AI News 2024-08-22

Research Insights

Preprint: JPEG-LM: LLMs as Image Generators with Canonical Codec Representations. They test what happens if you train a language model (default llama architecture) on the data-stream of an image file (e.g. JPEG) or even video. The LLM is indeed able to learn the relevant structure, without any vision-specific modifications to the strategy (indeed out-performs some more tailored approaches). This again highlights the universal modeling capability of the transformer, and bolsters the argument for naively generating multi-modal models by training on various data types.
Preprint: Factorized-Dreamer: Training A High-Quality Video Generator with Limited and Low-Quality Data.

LLMs

Anthropic added a dedicated “take screenshot” button to the Claude interface.
Nous Research released Hermes 3 open-source (8B, 70B, 405B). See also technical report.
Salesforce AI released new open multi-modal models: xGen-MM (BLIP-3). Preprint and code available.
Anthropic released some resources for people to learn improved prompting: a real world prompting course and interactive tutorial.

AI Agents

Preprint: Automated Design of Agentic Systems. There are many ongoing efforts to design agentic systems on top of LLMs. The paper pushes on the idea that the design itself should be treated like an automated ML task (code).
- Some related prior work:
  - TextGrad: Automatic “Differentiation” via Text (gradient back-propagation of text through LLM to optimize it).
  - Symbolic Learning Enables Self-Evolving Agents (AI automation of LLM workflow optimization).
  - EvoAgent: Towards Automatic Multi-Agent Generation via Evolutionary Algorithms.

Policy

OpenAI released a blog post: Disrupting a covert Iranian influence operation (c.f. post from Feb 2024 similarly talking about shutting-down malicious uses of OpenAI tech).

Image Synthesis

Freepik has begun teasing a new image generator, called Mystic (threads of examples: 1, 2). Quality seems good; though early previews tend to be cherry-picked. The speculation is that this is essentially Flux images run through the Magnific AI upscaler.
Ideogram released v2.0. Improved image quality (showcased images), including text within images.
The Midjourney web interface is now available to everyone.

Video

New generative video method: FancyVideo: Towards Dynamic and Consistent Video Generation via Cross-frame Textual Guidance. They try to improve video generation through better temporal and inter-frame guidance. The results look good considering the small-scale test.
Tavus have a demo of a video-call AI agent named Carter (short-duration demo available on site; example conversation here). Not indistinguishable from a human (though getting closer!), but probably enough for a some meaningful use-cases.
Hedra released an update, allowing to stylize a video (while maintaining the person/character), and general improvements to their AI avatar model.
Luma announced a v1.5 update to Dream Machine.
Hotshot announced a new text-to-video model. Seems competitive with current models (examples, more examples).
LTX Studio (AI filmmaking) is now available to all.

Vision

Segment Anything with Multiple Modalities. Extends the “Segment Anything Model” (SAM) approach to more than just 3-channel (RGB) data.
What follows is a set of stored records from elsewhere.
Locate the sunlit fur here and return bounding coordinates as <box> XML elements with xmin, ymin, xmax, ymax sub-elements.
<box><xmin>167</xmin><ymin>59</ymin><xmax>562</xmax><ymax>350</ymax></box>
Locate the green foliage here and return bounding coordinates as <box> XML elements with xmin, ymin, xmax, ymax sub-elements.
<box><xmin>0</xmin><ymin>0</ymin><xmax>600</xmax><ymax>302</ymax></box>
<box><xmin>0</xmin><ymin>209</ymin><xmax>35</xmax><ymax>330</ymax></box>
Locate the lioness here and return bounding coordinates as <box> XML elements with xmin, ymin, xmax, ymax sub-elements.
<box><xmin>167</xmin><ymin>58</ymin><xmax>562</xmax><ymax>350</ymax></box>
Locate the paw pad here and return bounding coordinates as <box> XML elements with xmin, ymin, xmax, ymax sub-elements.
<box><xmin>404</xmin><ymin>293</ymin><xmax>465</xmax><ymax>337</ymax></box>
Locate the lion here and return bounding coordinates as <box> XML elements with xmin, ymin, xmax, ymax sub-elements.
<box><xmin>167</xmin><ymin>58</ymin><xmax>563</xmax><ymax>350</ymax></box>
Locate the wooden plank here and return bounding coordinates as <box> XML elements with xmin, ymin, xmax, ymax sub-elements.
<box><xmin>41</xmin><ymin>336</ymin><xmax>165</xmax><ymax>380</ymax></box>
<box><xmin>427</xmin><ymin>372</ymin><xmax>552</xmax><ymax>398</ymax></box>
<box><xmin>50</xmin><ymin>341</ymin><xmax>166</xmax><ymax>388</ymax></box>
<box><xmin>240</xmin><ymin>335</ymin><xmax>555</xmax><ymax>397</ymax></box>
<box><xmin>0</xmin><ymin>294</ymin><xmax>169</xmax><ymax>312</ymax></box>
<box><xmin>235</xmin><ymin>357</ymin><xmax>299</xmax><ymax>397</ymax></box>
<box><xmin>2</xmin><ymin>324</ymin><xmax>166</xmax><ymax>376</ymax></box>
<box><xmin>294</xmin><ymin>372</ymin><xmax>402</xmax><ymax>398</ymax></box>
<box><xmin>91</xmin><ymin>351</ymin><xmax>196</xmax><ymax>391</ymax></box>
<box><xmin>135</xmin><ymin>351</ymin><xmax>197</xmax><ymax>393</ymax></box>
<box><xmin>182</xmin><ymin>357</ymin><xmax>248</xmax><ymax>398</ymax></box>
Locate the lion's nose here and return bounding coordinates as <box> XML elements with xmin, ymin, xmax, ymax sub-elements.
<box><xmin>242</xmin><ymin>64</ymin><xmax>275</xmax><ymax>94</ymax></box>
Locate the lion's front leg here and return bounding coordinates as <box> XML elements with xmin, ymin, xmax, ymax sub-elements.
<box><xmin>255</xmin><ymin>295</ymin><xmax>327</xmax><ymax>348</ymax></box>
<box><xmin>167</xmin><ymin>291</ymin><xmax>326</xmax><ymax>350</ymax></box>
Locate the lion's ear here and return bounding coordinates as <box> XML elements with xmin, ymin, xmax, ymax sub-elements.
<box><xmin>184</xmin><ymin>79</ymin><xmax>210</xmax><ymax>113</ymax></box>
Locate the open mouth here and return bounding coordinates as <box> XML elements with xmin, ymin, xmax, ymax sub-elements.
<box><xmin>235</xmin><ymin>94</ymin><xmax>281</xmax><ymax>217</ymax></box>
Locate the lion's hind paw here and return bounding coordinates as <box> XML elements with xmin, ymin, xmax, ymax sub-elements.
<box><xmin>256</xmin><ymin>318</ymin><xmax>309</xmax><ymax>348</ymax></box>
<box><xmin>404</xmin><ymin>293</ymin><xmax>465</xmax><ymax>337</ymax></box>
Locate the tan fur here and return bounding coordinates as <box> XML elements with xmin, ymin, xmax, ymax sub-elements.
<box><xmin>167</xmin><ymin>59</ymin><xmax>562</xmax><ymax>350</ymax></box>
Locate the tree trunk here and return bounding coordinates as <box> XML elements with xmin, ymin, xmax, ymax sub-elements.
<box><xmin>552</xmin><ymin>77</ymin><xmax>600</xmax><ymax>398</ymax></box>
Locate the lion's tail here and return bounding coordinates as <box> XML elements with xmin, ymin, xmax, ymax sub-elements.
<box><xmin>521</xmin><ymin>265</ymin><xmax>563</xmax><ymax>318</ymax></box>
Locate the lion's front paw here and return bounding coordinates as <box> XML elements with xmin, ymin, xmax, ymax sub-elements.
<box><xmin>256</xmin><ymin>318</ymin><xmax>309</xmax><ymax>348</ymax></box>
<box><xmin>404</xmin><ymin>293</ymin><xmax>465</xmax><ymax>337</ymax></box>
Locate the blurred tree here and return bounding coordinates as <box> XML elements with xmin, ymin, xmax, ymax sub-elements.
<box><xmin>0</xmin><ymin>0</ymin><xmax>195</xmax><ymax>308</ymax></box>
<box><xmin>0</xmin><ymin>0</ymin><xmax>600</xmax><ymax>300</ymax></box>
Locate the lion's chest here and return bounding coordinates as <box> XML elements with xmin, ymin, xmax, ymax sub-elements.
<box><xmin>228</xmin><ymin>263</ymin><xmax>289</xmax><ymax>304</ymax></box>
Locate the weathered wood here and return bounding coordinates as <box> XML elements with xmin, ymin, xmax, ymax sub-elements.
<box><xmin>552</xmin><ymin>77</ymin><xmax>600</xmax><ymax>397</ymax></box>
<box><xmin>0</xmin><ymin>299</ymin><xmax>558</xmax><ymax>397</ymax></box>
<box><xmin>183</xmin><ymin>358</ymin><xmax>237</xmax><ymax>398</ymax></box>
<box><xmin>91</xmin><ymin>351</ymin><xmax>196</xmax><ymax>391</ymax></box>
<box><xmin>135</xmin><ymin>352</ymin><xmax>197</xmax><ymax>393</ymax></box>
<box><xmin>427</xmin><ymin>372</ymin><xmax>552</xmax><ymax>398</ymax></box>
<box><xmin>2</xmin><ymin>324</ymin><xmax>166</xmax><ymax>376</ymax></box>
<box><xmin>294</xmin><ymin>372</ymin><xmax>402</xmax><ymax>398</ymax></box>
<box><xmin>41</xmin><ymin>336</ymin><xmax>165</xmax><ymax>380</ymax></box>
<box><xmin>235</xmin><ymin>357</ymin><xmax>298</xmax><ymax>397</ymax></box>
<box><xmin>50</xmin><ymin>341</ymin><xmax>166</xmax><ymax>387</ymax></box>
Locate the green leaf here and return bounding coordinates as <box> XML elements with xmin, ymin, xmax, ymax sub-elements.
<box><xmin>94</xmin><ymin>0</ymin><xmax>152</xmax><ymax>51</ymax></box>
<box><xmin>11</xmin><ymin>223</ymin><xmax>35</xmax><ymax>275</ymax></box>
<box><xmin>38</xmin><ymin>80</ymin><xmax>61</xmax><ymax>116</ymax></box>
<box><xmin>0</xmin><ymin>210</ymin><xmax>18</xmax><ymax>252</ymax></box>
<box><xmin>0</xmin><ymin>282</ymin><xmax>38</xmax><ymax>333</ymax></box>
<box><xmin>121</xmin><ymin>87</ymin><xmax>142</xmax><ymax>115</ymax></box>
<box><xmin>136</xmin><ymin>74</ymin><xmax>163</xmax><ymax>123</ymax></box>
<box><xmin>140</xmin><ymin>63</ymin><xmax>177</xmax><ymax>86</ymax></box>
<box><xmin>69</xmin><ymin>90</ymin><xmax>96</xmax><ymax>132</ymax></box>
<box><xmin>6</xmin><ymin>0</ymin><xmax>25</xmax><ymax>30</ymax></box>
I.e. images might have a depth channel or thermal data, or some other modality. This allows segmentation into other modalities.

Brain

Paper: The brain simulates actions and their consequences during REM sleep. Computer science folks can’t help but draw an analogy to ML (“the brain finetunes on synthetic data while it sleeps”).
- A related hypothesis from 2021: The overfitted brain: Dreams evolved to assist generalization (and “The overfitted brain hypothesis”). So dreams/simulation increase the diversity of training examples, avoiding overfitting to the more limited amount of real data. (Crucially, this suggests that ML simulated data should try to be slightly out-of-distribution.)
Chomsky and others have claimed that LLMs don’t model language, and would respond similarly to a real or an “impossible” language. A new paper tests this: Mission: Impossible Language Models. Contrary to Chomsky et al.’s intuition, they find that LLMs respond differently to real and impossible languages (that humans could not learn), and find that LLMs also struggle to learn impossible language. The results suggest that LLM training has some analogies to human language understanding; and that LLMs build meaningful language models.

Science

Robots

Astribot released a teaser and launch video for the unveiling of their new S1 robot (humanoid upper-body on wheeled base). The video shows examples of cooking, serving tea, playing a musical instrument, and throwing a ball into a hoop.
Zhejiang Humanoid Robot Innovation Center are working on a humanoid; video of NAVIAI.
Unitree’s latest video shows their G1 humanoid behaving quite nimbly and athletically. This is similar to (or better than) what we saw in the Boston Dynamics update to their electric Atlas (clip from presentation). However, Unitree claims that the displayed hardware is the mass-production design that will sell for just $16,000.